У меня начинают закрадываться сомнения, что мне повстречался какой-то волшебник. Мороженое тает на языке, приятно холодит, и отвлекает, надо сказать. А ещё кажется мне самым вкусным лакомством на свете.

— Его ближе к завтраку раздавать будут, а я сейчас попросил, — Герман также с ногами устраивается на сидении напротив меня, и я делюсь краем пледа, хотя у него есть свой.

Некоторое время мы молча поглощаем мороженое.

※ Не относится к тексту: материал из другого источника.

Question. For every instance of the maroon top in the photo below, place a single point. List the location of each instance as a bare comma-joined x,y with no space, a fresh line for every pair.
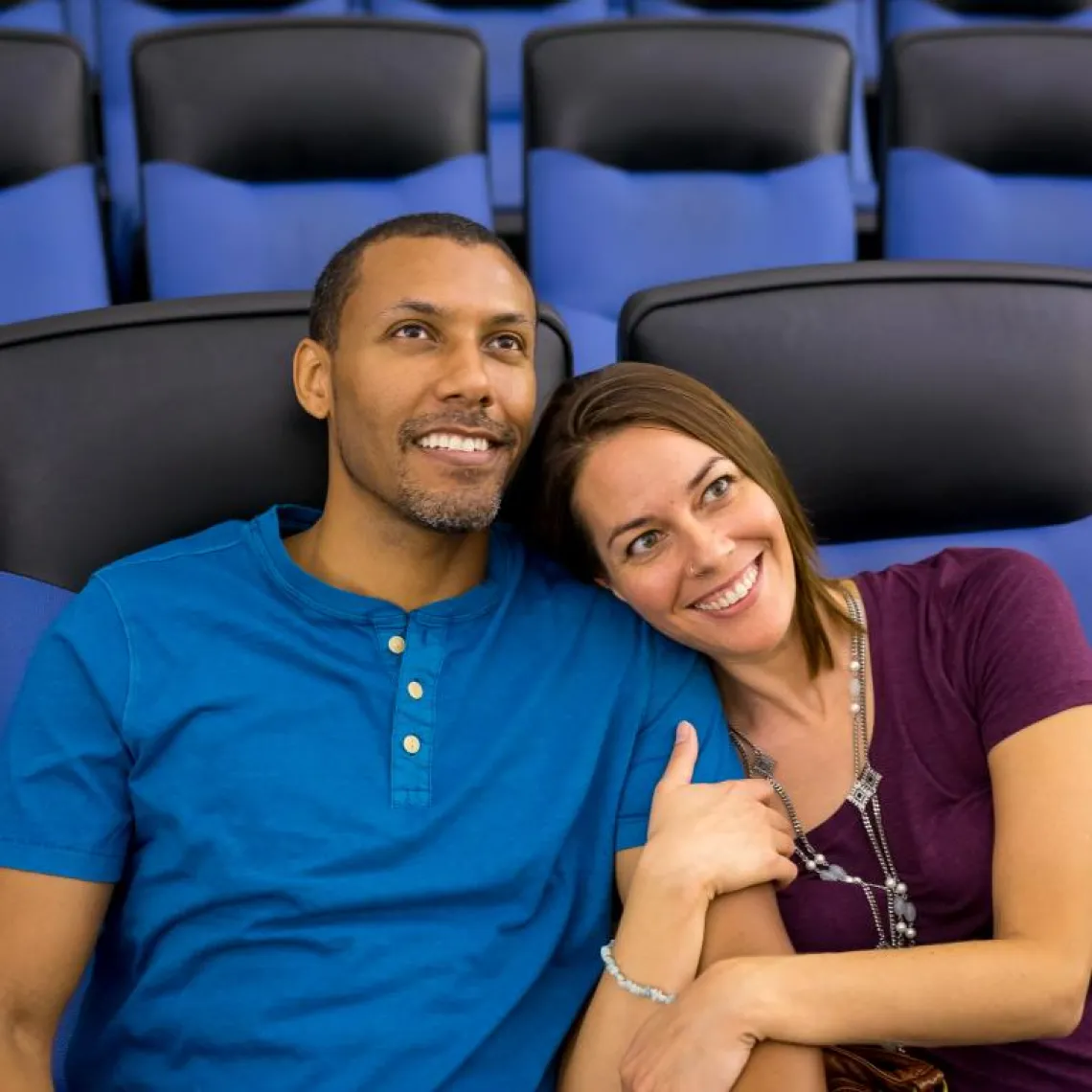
967,648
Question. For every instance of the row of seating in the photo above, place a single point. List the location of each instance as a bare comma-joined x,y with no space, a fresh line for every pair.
107,30
656,152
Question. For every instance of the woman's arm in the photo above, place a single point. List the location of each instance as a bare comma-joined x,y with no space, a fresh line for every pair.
670,928
1030,982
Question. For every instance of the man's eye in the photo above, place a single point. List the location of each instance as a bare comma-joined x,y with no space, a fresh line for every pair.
508,343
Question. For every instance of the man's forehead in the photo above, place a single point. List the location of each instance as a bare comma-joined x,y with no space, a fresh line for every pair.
451,276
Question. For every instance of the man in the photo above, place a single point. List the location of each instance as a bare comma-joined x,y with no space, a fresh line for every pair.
334,798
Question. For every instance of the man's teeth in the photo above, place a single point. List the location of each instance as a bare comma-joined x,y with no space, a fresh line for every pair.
732,595
450,443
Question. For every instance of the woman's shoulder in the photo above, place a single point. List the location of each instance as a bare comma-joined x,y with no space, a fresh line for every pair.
961,578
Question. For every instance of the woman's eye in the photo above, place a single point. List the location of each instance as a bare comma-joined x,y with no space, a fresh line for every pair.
718,489
642,543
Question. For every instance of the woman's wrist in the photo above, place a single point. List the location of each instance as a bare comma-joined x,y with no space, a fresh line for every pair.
662,929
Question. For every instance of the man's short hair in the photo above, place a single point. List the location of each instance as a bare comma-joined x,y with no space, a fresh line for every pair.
342,274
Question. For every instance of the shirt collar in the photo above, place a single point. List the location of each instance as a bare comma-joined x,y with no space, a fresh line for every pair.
270,529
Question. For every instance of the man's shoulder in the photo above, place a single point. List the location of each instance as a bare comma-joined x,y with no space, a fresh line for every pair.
178,568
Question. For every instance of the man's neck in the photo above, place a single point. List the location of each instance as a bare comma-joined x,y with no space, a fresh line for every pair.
368,549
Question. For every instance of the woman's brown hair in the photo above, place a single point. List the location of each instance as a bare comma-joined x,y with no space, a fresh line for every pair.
585,410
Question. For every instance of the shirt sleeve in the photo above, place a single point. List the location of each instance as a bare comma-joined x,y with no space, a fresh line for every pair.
683,689
1029,657
64,806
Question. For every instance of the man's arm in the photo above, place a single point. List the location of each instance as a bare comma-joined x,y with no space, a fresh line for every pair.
48,927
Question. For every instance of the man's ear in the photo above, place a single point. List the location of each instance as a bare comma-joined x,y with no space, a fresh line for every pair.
311,376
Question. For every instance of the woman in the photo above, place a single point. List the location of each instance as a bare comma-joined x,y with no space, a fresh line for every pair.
927,731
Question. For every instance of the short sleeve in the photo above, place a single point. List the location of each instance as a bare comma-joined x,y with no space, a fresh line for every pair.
1028,655
683,689
64,805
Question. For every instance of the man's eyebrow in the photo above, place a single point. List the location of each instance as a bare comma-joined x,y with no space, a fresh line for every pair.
416,307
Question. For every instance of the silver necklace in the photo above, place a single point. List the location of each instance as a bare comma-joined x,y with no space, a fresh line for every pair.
892,910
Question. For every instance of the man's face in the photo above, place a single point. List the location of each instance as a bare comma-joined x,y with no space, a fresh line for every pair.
434,380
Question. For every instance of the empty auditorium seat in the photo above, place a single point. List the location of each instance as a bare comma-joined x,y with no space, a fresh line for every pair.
52,249
904,16
914,405
990,153
120,22
47,16
845,17
660,150
502,25
267,145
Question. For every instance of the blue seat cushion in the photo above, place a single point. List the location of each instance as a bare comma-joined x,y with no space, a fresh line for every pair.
599,234
1066,547
52,252
44,15
209,235
938,208
119,23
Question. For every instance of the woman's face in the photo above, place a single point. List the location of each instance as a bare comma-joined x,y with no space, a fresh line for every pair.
699,551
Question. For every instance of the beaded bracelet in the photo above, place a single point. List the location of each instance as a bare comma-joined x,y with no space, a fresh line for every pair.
649,992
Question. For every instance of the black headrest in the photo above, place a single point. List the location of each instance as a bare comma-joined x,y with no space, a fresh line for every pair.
903,398
308,99
134,425
688,94
1006,100
1037,9
45,109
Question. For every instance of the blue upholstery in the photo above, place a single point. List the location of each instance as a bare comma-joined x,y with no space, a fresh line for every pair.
45,15
904,16
1066,547
502,31
83,25
600,234
843,17
52,257
938,208
120,22
209,235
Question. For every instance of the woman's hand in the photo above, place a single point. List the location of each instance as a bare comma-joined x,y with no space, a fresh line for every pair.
700,1043
722,837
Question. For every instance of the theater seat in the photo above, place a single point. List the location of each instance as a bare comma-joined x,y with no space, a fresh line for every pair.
850,18
668,149
502,25
990,150
130,426
914,405
120,23
52,250
905,16
47,16
266,146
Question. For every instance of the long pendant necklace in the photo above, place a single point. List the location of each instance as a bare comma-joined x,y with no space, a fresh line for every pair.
891,907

Это просто фокус какой-то, никогда не думала, что в самолётах раздают такие десерты. Тут же я высказываю Герману свои мысли.

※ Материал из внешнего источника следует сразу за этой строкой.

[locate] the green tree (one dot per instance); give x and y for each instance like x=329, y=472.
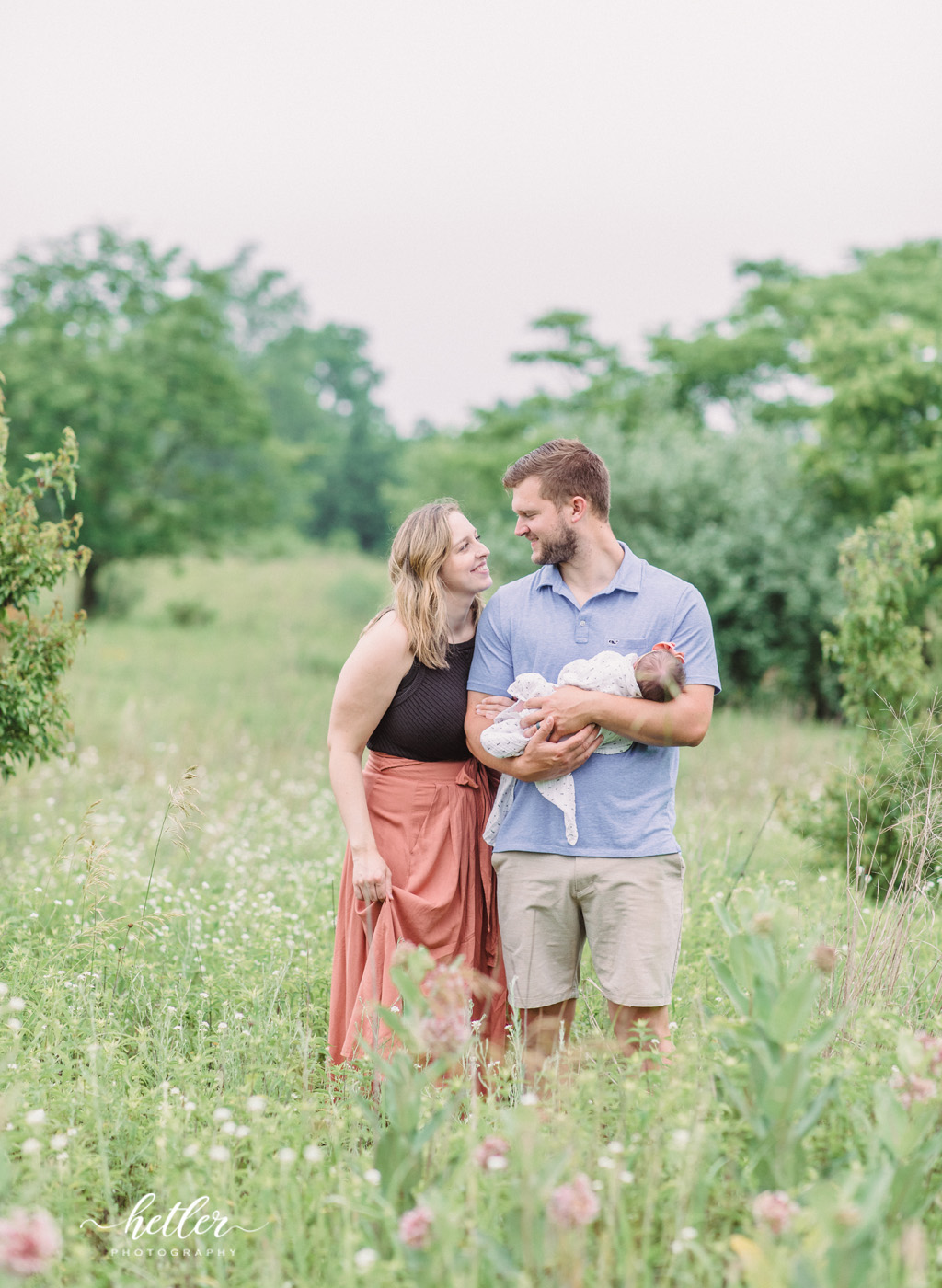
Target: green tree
x=877, y=646
x=35, y=650
x=847, y=362
x=137, y=351
x=318, y=386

— Это «Люфтганза», детка, — отшучивается он, — в общем-то, на «Эйр Франс» его тоже в середине полёта дают.

— Ммм, а ты, смотрю, путешественник со стажем, — я впиваюсь зубами в остатки шоколада на палочке. — Часто летаешь?

— Реже, чем хотелось бы, — пожимает он плечами, забирая у меня мусор и бросая его в бумажный пакет, который он вытянул из сетки впереди стоящего кресла. — Первый раз в Рио летишь?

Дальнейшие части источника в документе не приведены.